2)a)What is the concentration of SO4 just as BaF2 begins to precipitate when 1.0 M Ba(NO3)2 is added to a solution containing .60 M F and .50 M So4? b)What percent of the sulfate ion remains in solution when the BaF2 begins to preciptiate? c)O Would fractional precipitation work to separate BaF2 and BaSO4? EXPLAIN your answer.
Expert's answer
1)
A 0.15 Lsolution of 0.30 M MgCl2 is mixed with 0.15 L of 0.10 M Na2CO3.
Calculate the molar concentration of the carbonate ion left after MgCO3 precipitates. What percentage of the carbonate ion precipitated?
The chemical equation for this reaction is
MgCl2(aq) + Na2CO3(aq) = 2NaCl(aq) + MgCO3(s)
C = n/V
c - concentration (M)
n - amount (moles)
V – volume (L)
n(MgCl2) = C(MgCl2) x V(MgCl2) = 0.30 x 0.15 = 0.045 mol
n(Na2CO3) = C(Na2CO3) x V (Na2CO3) = 0.10 x 0.15 = 0.015 mol
According to the chemical equation:
n(MgCl2) = n(Na2CO3) = 0.015 mol and it’s 0.030 mol of MgCl2 is left in solution after reaction is completed.
Answer: After MgCO3 precipitates it’s no carbonate ion left in the solution. The percentage of the carbonate ion precipitated 100%

2)
a) What is the concentration of SO4 just as BaF2 begins to precipitate when 1.0 M Ba(NO3)2 is added to a solution containing 0.60 M F and 0.50 M SO42-?
b) What percent of the sulfate ion remains in solution when the BaF2 begins
to precipitate?
c) Would fractional precipitation work to separate BaF2 and BaSO4? EXPLAIN your answer.

Answer:
The ion equation for these reactionsare
Ba2+(aq) + SO42-(aq) = BaSO4(s)
Ba2+(aq) + 2F-(aq) = BaF2(s)
From the equations we can see that the amount of Ba2+ is more than it’s needed to complete both of the reactions:
n(Ba2+) = n(SO42-) + n(F-)/2 = 0.50 + 0.60/2 = 0.50 + 0.30 = 0.80 mol, but we have 1.0 mol of Ba2+ ions in the solution.

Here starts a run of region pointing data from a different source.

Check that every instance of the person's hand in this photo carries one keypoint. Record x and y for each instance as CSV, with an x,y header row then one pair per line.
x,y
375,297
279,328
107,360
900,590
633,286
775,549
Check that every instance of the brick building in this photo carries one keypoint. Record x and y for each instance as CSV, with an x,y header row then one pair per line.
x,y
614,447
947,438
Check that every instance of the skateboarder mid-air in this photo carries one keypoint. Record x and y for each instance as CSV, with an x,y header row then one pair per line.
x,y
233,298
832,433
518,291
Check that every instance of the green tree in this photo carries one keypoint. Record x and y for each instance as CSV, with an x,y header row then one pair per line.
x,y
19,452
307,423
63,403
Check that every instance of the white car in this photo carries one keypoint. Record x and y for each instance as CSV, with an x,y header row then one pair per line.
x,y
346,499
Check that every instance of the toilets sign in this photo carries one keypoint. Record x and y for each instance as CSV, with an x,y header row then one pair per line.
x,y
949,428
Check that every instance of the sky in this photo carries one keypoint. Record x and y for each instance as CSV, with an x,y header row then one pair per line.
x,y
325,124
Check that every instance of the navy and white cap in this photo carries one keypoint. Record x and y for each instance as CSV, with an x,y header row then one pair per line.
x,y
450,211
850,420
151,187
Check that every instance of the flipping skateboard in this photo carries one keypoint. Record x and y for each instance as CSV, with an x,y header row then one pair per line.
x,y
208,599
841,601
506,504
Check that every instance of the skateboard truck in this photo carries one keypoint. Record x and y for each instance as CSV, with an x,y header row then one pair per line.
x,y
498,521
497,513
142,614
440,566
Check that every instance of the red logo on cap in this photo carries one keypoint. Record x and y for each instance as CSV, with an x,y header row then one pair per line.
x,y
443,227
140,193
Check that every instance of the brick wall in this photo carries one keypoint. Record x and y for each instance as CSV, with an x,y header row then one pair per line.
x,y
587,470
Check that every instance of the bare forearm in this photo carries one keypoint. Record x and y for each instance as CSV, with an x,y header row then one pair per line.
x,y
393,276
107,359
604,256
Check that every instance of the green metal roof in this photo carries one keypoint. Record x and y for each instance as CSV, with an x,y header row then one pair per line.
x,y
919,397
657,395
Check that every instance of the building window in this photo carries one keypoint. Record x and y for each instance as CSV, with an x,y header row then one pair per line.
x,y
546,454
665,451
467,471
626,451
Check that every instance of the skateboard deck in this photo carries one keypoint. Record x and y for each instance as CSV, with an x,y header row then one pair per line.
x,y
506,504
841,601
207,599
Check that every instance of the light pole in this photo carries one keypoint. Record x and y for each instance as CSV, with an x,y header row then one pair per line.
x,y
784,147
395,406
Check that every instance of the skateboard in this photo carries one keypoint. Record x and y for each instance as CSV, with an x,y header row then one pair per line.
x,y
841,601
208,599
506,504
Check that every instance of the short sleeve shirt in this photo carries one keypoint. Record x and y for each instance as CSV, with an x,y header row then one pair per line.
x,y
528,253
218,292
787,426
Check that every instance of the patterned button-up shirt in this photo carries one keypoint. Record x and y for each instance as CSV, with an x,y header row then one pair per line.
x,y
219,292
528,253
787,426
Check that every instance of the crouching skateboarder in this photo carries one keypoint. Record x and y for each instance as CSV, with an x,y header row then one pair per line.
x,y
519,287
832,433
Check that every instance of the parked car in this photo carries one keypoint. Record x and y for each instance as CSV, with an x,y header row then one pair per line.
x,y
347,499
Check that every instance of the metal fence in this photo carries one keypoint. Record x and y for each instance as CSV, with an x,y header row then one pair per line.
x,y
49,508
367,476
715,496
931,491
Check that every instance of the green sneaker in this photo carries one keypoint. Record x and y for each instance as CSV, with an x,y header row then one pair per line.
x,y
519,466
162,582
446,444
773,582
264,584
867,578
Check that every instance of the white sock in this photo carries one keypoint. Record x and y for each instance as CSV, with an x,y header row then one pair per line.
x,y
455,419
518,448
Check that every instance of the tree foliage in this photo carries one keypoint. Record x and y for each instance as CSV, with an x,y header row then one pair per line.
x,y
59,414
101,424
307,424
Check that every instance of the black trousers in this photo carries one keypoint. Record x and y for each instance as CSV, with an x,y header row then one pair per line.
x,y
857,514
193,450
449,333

That’s why if we pour 1 M solution of Ba2+ at once, both of the substances will precipitate almost simultaneously, and it’s very hard to find out when exactly BaF2 starts to precipitate. But it is possible to separate BaF2 and BaSO4 with fractional precipitation, when we are adding a small amount of Ba2+ gradually. As solubility products of BaSO4 and BaF2 differ in 10^4 times
[Ks(BaSO4) = 1.1 x 10^-10; Ks(BaF2) = 1.1 x 10^-6], BaSO4 will precipitate first, it can be collected, and only after this next adding of Ba2+ ions leads to precipitation of BaF2.